The Dodd-Frank Wall Street Reform and Consumer Protection Act rewrote the landscape of the financial markets and it has permeated all sectors of the global economy.
A year after the Dodd-Frank Act was signed, there continues to be uncertainty over how the legislation will ultimately be implemented and that is affecting investment and hiring. Federal and state regulators are trying to work through an enormous number of required new rules. Regulatory mission creep and the extent to which insurers are swept into the regulation of banks will directly impact insurance job creation and consumer costs.
Congress appropriately distinguished insurers as very different from banks in the Dodd-Frank Act. Lawmakers correctly acknowledged the strong state-based insurance regulatory system that already exists, providing consumer protections and strict solvency standards. However, the signing of the Dodd-Frank Act one year ago only marked the first half of the overall financial overhaul process. As such, the Property Casualty Insurers Association of America (PCI) is now heavily engaged in the rule development stage and systemic risk designation process, which are equally as important for identifying and addressing overly broad regulation.
Our top federal priority is preventing non-insurance regulators from imposing new standards for insurance activities.
Financial Stability Oversight Council
The Financial Stability Oversight Council (FSOC) is comprised of the nation’s top financial regulators and will monitor systemic risk in the financial services sectors. Three insurance representatives sit on the FSOC, including: Missouri Insurance Director John Huff as the representative of National Association of Insurance Commissioners as a non-voting member; Michael McRaith, the new Federal Insurance Office (FIO) director as a non-voting member; and former Kentucky insurance regulator Roy Woodall was nominated by Treasury to serve as the voting insurance expert, but still awaits confirmation by the Senate.
On one-year anniversary of the Dodd-Frank Act, we still do not have an insurance expert who is able to vote on critical regulatory decisions such as whether special rules for systemically important financial institutions will be imposed on any property/casualty insurers.
P/C insurance companies by nature are not systemically risky. Home, auto and business insurance companies remained strong and stable throughout the financial crisis due to our unique regulatory structure that enforces strict solvency standards and consumer protections. P/C insurers are not highly leveraged or interconnected and have a fundamentally different business model than banks, a fact that warrants different regulatory treatment.
Federal and Global Regulation
Last month, Illinois Director of Insurance Michael McRaith took the lead of the newly created Federal Insurance Office (FIO) in Washington, which will play an important role in leading international negotiations on insurance issues.
The FIO was created in the Dodd-Frank Act and will operate from within the U.S. Department of Treasury. FIO will be required to monitor the insurance industry, advise Congress on insurance issues, help lead U.S. efforts on international insurance issues, and advise various federal entities on insurers’ systemic risk exposure.

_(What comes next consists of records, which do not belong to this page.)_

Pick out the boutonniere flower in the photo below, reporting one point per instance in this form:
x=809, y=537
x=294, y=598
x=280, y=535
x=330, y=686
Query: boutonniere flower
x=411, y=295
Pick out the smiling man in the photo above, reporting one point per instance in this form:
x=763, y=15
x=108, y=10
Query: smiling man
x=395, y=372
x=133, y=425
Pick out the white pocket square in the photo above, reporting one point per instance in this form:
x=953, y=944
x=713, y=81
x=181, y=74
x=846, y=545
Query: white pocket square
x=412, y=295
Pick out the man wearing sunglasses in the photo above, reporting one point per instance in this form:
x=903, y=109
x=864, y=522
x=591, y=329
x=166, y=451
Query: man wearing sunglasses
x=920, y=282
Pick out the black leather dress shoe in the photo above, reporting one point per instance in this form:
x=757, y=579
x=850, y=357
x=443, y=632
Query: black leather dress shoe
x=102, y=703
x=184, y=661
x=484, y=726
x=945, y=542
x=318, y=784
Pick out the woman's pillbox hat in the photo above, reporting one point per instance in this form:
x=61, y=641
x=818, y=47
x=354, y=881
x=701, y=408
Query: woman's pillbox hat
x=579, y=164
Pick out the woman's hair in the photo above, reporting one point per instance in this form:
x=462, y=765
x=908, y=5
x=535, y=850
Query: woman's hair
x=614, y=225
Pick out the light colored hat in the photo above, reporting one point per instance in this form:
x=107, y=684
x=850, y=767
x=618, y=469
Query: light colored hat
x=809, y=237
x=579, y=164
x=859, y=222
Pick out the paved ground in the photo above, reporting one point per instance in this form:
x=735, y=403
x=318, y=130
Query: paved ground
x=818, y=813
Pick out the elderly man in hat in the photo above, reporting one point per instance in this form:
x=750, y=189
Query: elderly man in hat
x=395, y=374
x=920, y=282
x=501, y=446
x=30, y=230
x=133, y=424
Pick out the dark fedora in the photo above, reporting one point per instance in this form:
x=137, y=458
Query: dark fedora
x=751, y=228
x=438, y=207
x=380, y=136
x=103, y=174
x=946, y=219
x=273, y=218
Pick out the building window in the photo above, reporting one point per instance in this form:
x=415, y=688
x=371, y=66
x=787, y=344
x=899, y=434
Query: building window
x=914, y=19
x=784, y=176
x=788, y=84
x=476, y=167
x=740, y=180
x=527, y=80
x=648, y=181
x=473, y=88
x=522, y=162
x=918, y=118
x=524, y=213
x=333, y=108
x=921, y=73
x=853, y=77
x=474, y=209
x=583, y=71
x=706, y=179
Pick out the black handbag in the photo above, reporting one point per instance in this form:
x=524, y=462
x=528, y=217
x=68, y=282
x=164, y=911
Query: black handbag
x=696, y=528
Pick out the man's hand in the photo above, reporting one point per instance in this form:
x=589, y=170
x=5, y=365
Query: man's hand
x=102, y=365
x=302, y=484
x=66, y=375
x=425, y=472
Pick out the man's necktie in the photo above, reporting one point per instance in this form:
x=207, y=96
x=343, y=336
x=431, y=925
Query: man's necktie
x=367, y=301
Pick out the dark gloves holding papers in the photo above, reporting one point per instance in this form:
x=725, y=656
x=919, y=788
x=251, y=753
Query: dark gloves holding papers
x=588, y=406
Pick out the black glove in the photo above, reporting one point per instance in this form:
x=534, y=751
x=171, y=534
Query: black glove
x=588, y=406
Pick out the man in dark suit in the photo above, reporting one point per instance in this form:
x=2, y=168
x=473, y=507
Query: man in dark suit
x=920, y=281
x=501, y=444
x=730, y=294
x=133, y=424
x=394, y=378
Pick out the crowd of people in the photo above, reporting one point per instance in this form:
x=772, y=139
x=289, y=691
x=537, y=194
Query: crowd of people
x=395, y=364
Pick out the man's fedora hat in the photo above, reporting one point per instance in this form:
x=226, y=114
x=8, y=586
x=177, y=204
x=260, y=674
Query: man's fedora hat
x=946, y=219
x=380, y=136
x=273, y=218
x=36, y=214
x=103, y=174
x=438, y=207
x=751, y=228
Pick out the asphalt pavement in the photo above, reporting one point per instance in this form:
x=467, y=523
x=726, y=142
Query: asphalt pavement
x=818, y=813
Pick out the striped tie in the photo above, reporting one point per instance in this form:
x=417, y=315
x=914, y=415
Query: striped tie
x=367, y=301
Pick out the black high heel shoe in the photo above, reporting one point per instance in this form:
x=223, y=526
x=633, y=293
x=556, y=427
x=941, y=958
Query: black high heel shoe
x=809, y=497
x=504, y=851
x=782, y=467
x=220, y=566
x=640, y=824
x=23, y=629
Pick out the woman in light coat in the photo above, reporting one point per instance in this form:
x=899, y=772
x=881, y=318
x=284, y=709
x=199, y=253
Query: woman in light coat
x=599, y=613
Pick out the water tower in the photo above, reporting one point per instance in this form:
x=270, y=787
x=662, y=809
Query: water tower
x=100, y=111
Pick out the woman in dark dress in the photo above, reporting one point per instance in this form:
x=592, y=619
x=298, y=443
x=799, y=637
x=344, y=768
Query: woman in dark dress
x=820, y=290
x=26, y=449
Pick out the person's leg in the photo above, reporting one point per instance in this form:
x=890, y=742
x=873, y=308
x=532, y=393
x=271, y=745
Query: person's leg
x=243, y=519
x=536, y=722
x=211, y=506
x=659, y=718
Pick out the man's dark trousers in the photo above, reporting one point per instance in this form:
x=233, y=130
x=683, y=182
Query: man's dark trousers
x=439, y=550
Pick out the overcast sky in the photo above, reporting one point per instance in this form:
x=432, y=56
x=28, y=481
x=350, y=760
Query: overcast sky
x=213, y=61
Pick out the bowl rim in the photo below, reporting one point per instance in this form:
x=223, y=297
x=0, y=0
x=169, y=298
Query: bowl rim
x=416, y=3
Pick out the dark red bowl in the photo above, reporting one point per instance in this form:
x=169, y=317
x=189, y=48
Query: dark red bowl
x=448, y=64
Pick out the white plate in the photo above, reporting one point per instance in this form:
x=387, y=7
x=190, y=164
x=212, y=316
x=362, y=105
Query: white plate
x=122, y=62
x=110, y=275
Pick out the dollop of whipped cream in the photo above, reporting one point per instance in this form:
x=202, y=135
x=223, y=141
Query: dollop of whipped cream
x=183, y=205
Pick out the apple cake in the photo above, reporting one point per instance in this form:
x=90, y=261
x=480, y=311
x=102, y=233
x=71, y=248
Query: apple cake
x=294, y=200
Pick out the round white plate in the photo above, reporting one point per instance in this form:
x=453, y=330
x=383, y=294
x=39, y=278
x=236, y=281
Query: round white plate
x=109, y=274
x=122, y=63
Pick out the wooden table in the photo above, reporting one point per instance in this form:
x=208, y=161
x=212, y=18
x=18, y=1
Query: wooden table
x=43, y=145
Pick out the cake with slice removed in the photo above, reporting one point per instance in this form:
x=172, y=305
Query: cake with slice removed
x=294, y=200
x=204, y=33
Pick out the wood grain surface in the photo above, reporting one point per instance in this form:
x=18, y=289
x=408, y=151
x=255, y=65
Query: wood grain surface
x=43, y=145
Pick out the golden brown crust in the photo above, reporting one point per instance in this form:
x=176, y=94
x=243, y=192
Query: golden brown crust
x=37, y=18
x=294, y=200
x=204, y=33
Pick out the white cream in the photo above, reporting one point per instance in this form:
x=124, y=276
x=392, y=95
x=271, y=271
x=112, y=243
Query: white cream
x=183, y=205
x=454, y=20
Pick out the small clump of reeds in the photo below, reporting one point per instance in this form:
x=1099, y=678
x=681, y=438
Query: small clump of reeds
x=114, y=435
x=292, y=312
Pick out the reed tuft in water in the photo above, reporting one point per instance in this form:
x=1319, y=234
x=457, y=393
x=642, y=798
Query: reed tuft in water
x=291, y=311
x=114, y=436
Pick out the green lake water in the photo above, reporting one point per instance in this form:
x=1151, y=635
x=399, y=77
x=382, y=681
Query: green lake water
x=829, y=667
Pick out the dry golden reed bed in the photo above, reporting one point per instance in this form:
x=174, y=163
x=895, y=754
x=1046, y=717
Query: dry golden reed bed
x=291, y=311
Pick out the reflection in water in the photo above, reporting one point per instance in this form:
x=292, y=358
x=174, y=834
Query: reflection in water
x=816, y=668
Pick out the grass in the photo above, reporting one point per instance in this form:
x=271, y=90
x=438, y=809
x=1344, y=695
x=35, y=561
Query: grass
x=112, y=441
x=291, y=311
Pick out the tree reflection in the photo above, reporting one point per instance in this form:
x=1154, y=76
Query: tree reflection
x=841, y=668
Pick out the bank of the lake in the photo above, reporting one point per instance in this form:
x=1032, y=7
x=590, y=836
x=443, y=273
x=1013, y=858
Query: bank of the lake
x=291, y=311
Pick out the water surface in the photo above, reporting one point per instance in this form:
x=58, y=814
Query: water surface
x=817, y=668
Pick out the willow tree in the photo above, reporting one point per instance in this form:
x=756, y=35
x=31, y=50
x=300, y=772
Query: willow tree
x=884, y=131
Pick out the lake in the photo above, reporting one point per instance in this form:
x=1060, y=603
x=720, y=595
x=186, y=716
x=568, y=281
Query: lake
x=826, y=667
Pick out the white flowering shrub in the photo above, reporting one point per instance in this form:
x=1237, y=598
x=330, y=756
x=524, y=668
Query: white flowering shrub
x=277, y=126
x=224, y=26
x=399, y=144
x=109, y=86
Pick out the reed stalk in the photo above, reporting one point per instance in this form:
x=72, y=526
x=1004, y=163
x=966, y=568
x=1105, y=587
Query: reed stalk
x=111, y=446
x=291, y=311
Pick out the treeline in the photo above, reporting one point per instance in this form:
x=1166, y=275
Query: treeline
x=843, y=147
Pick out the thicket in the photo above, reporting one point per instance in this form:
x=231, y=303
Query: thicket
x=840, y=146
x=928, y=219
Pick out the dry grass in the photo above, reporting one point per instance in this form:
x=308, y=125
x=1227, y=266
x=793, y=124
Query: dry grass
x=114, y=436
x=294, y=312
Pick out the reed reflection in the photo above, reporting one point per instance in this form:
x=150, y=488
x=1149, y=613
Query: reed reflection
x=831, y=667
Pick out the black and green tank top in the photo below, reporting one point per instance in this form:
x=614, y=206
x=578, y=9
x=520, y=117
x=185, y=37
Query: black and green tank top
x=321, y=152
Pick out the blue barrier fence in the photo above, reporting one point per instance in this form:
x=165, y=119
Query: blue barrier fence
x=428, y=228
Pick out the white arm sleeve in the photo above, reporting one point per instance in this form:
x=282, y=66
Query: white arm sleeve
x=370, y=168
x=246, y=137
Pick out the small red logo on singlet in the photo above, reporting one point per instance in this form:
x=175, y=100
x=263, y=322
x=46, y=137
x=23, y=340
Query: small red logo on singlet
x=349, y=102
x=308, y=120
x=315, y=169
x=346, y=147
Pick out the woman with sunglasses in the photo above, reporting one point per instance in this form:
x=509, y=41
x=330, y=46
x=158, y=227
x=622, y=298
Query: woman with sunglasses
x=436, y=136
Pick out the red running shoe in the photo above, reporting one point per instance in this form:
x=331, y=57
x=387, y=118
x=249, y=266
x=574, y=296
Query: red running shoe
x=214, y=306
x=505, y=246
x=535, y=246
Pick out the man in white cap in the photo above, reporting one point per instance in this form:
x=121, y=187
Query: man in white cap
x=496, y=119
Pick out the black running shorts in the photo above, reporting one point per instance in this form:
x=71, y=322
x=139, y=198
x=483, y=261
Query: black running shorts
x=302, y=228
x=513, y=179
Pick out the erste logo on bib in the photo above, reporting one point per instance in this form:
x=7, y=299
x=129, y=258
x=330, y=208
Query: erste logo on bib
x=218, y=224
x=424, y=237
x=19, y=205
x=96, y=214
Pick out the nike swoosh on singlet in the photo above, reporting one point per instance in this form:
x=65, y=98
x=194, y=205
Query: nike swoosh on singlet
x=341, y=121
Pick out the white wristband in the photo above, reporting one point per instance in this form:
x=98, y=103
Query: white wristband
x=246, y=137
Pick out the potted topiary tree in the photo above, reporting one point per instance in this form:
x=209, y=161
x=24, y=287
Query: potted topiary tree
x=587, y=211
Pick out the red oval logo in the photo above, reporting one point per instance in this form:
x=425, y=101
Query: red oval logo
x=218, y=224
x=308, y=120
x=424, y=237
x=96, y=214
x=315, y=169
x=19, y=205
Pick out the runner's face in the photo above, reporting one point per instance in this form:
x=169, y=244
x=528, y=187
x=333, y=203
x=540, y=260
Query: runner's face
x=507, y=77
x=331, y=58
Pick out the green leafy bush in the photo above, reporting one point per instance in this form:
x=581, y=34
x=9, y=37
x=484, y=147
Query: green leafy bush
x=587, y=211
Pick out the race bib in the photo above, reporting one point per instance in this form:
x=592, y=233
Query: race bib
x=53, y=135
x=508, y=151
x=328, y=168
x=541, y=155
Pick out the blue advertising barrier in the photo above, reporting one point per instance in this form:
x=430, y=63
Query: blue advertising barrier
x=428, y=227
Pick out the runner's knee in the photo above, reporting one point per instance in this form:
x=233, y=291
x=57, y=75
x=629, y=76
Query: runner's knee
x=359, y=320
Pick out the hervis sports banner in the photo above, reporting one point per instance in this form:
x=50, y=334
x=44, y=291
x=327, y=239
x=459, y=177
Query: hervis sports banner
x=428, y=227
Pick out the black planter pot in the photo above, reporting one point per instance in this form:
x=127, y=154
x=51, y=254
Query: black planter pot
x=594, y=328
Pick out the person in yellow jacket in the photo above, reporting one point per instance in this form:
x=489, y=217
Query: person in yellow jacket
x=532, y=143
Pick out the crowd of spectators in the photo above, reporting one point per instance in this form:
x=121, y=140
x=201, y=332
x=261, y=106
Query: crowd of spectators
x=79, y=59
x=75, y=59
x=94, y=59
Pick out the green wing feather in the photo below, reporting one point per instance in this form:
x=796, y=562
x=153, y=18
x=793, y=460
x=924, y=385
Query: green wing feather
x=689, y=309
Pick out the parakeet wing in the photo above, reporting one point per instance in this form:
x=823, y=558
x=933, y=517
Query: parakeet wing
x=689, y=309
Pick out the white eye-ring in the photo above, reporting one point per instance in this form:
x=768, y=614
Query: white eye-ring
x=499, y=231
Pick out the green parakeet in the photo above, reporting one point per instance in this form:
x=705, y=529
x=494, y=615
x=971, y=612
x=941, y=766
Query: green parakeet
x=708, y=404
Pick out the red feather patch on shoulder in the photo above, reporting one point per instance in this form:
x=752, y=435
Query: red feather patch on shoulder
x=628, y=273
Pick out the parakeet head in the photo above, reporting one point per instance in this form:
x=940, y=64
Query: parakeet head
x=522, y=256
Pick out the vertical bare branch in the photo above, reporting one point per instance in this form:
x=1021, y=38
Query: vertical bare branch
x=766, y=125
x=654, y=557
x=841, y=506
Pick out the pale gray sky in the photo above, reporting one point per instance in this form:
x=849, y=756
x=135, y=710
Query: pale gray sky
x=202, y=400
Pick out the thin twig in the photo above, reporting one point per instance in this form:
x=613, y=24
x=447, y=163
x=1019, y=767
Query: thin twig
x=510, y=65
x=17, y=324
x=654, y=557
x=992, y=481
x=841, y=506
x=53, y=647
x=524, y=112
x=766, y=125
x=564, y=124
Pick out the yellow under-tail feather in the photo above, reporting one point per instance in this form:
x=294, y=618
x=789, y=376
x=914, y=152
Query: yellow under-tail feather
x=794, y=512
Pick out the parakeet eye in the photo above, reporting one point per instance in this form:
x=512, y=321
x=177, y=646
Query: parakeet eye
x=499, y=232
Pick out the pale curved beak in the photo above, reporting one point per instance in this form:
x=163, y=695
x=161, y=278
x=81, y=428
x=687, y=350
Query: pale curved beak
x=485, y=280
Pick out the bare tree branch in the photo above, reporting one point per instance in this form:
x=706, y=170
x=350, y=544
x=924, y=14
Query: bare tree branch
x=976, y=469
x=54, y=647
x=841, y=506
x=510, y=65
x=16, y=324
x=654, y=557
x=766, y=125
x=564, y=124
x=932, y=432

The new insurance office does not have regulatory power. Congress explicitly protected the state insurance regulatory system, which is different from other sectors of the financial services industry, and determined that the FIO will not serve as a duplicative federal insurance regulator.
As an outgrowth of the financial crisis and the Dodd-Frank Act, international regulatory initiatives have gained momentum as well and are beginning to shape the agenda for U.S. regulators at both the state and federal levels. It’s especially significant for insurers when considering the U.S. writes almost 40 percent of the global insurance market. International issues continue to take on greater prominence for insurers as international regulatory bodies and forums develop new standards following the 2008 financial crisis. These international standards can affect all insurers in the U.S., regardless of size or the number of states in which they do business.
PCI will continue to actively engage to produce a more effective and efficient regulatory system and avoid duplicative regulatory authority and unnecessary burdens on U.S. companies and their customers.